Литмир - Электронная Библиотека
Содержание  
A
A

Я не рассчитывала, что мне повезет и парнишка из гостиницы застанет меня за моим занятием, но случилось именно так.

Сначала он стоял, разинув рот и не веря собственным глазам. Я решила, что ему лет двенадцать. От природы, судя по веснушкам, мальчишка был светловолосым, но из-за грязи, покрывавшей его с ног до головы, сказать наверняка было невозможно. Насколько я смогла разглядеть, татуировка на мочке уха у него отсутствовала. В зале гостиницы он смотрел на меня тусклым бессмысленным взглядом; теперь же глаза его были настороженными и сообразительными.

– Не бойся, – сказала я, когда парнишка повернулся, чтобы убежать. – Я не сделаю ничего плохого ни тебе, ни твоей собаке. – Я показала ему баночку с мазью. – Вот, возьми. Мажь его болячки каждый день, и они скоро заживут. Ты и не узнаешь своего пса, когда он выздоровеет.

Мальчик осторожно подошел и взял баночку, а песик, когда тот оказался рядом, радостно заколотил хвостом.

– Как ты его назвал? – спросила я.

Мне пришлось несколько раз переспросить, пока из невнятного бормотания я, наконец, поняла, что песика зовут Следопыт.
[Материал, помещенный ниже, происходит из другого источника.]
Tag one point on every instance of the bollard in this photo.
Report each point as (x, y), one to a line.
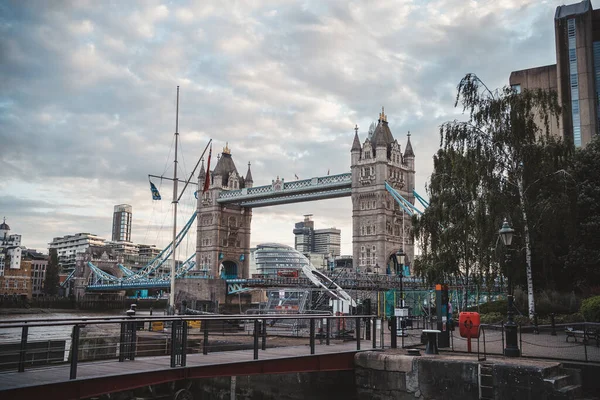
(394, 332)
(23, 351)
(256, 334)
(374, 336)
(357, 332)
(74, 352)
(312, 336)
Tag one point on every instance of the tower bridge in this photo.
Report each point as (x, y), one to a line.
(380, 227)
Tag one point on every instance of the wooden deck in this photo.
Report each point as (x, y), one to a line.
(99, 377)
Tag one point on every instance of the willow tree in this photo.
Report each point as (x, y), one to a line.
(455, 228)
(498, 136)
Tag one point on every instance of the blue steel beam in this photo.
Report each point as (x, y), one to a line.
(330, 186)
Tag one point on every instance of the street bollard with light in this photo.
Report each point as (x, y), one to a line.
(512, 348)
(399, 265)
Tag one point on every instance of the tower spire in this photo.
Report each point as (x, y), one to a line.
(356, 142)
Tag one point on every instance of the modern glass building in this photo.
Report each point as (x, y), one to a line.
(576, 74)
(273, 257)
(122, 223)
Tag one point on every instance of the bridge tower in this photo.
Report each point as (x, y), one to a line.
(223, 232)
(379, 226)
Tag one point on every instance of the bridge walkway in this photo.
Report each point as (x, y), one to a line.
(101, 377)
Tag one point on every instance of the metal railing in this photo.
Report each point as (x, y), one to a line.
(48, 343)
(578, 342)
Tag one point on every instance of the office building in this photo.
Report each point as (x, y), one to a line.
(271, 258)
(67, 247)
(122, 223)
(576, 74)
(10, 249)
(318, 241)
(39, 263)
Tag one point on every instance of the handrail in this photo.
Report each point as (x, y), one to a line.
(481, 329)
(215, 317)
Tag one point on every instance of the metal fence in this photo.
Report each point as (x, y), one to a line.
(27, 344)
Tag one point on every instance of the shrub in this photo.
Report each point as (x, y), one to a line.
(590, 309)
Интересный выбор имени… Может быть, в этом малыше скрыто больше, чем можно было надеяться. Я порылась в кошельке и вытащила несколько медяков.

– Видишь денежку? Ты ее получишь, если ответишь мне на несколько вопросов. Не важно, если не все ответы окажутся тебе известны ты мне так и скажешь. Понятно? – Малец попятился. До него уже дошло, что моя забота о его питомце вызвана не просто сердечной добротой. – Как тебя зовут? – продолжала я.

– Танн, – сказал он и неуверенно добавил: – Вроде. – Я не поняла толком, имеет ли он в виду, что его зовут Танн. Вроде или что вроде его зовут Танн. Впрочем, уточнять я не стала. Вместо этого я поинтересовалась, знает ли он человека по имени Ниамор Посредник.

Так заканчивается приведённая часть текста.